Walmart confirmed its intentions to acquire online retailer Jet.com for $3 billion in cash.
Rumors suggesting that Walmart was lining up a move for Jet.com first started circulating last week and were given further credence yesterday as fresh reports emerged that a deal had been reached between the two companies. In a nutshell, Jet.com promises to deliver cheaper prices on myriad goods by encouraging users to buy more items at the same time or to purchase goods located in the same distribution center — thereby cutting collection and shipping costs. Other cost-cutting measures include allowing shoppers to opt out of free merchandise returns in exchange for discounts at checkout.
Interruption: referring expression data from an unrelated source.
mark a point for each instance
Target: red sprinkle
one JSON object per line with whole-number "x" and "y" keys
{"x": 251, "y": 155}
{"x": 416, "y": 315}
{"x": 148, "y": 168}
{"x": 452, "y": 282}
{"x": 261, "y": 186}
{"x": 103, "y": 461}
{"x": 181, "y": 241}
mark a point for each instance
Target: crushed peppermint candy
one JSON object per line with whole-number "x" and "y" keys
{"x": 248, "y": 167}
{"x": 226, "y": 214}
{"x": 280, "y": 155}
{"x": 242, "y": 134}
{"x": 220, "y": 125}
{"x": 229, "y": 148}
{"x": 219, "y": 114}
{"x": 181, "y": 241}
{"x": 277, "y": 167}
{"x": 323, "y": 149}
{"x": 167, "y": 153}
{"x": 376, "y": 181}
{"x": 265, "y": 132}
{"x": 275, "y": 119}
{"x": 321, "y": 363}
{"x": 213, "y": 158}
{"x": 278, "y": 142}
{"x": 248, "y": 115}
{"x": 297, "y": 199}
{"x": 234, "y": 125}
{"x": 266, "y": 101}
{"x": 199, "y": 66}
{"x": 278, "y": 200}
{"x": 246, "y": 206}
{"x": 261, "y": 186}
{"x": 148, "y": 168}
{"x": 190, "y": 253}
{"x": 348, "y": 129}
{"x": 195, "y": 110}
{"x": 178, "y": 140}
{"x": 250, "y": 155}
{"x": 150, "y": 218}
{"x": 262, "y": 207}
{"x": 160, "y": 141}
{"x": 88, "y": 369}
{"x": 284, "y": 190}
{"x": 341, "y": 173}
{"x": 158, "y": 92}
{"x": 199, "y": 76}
“We’re looking for ways to lower prices, broaden our assortment and offer the simplest, easiest shopping experience because that’s what our customers want,” said Doug McMillon, president and CEO of Walmart, in a press release. “We believe the acquisition of Jet accelerates our progress across these priorities. Walmart.com will grow faster, the seamless shopping experience we’re pursuing will happen quicker, and we’ll enable the Jet brand to be even more successful in a shorter period of time. Our customers will win. It’s another jolt of entrepreneurial spirit being injected into Walmart.”
Cofounded by Marc Lore, the man who sold Diapers.com to Amazon in 2010 for $540 million, Jet.com had secured a $600 million valuation in early 2015 off the back of significant VC investment — before it had even gone to market. Five months later, in July 2015, Jet.com finally launched as a competitor to the likes of Amazon, Walmart, and other giants of the retail world.
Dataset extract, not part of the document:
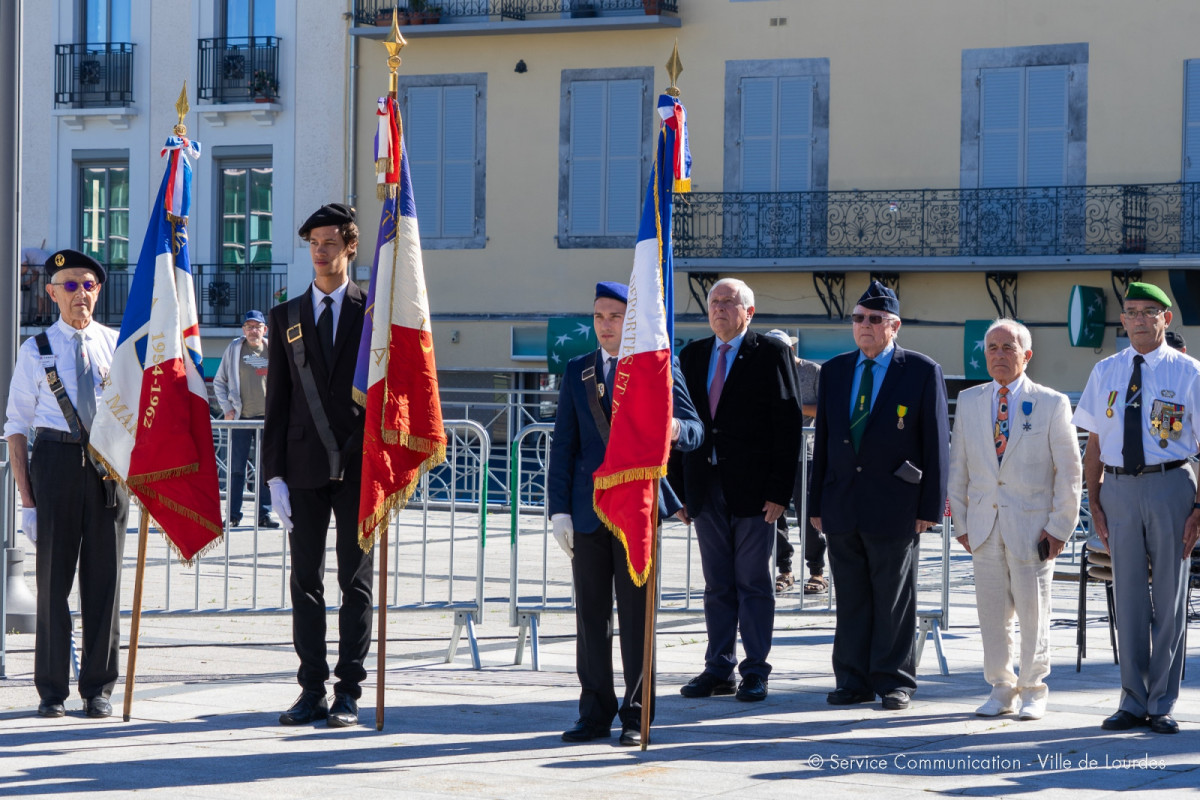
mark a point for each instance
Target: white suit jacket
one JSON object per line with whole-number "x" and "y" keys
{"x": 1038, "y": 485}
As a result of the deal, Walmart and Jet will remain their separate brands and identities and continue doing what they’re both currently doing, but moving forward they will combine the technological smarts from both companies to “develop new offerings to help customers save time and money,” the company said in a statement.
“We started Jet with the vision of creating a new shopping experience,” Lore said. “Today, I couldn’t be more excited that we will be joining with Walmart to help fuel the realization of that vision. The combination of Walmart’s retail expertise, purchasing scale, sourcing capabilities, distribution footprint, and digital assets – together with the team, technology and business we have built here at Jet – will allow us to deliver more value to customers.”
With 140 million foot customers each week, Walmart is one of the biggest retailers in the U.S. The company recently completed the rollout of its in-store Walmart Pay service, which many view as an attempt to take on the likes of Apple, Google, and Samsung in the mobile payments space. However, Walmart has hinted that the feature was intended to make it easier to buy things in physical retail stores, meaning that it was an attempt to keep people away from online stores, such as Amazon, by making the brick-and-mortar checkout experience more seamless.
“It was really a design around improving checkout, not just payment,” explained Daniel Eckert, senior vice president of services at Walmart, in an interview with Fortune earlier this year. “When we looked at checkout, there was still friction in the process.”
Despite Walmart’s attempts to keep foot customers coming through its doors, there is no ignoring the importance of ecommerce. In Q1 this year, Walmart reported online sales growth of 7 percent, down from 8 percent, 10 percent, 16 percent, and 17 percent in the previous four quarters. Amazon, by contrast, saw sales grow by 28 percent over the same quarter.
Moreover, Walmart’s online growth fell significantly below the industry-wide rate of 15.1%, according to data from U.S. Department of Commerce, leading to Walmart CEO Doug McMillon calling its online growth “too slow.” With its Jet.com acquisition, Walmart has taken a notable step toward thwarting the mighty Amazon on its home turf. But only time will tell if it will be enough.
The acquisition is, of course, still subject to regulatory approval, has the green-light has been given by the respective boards for each company. The deal is expected to close later in 2016.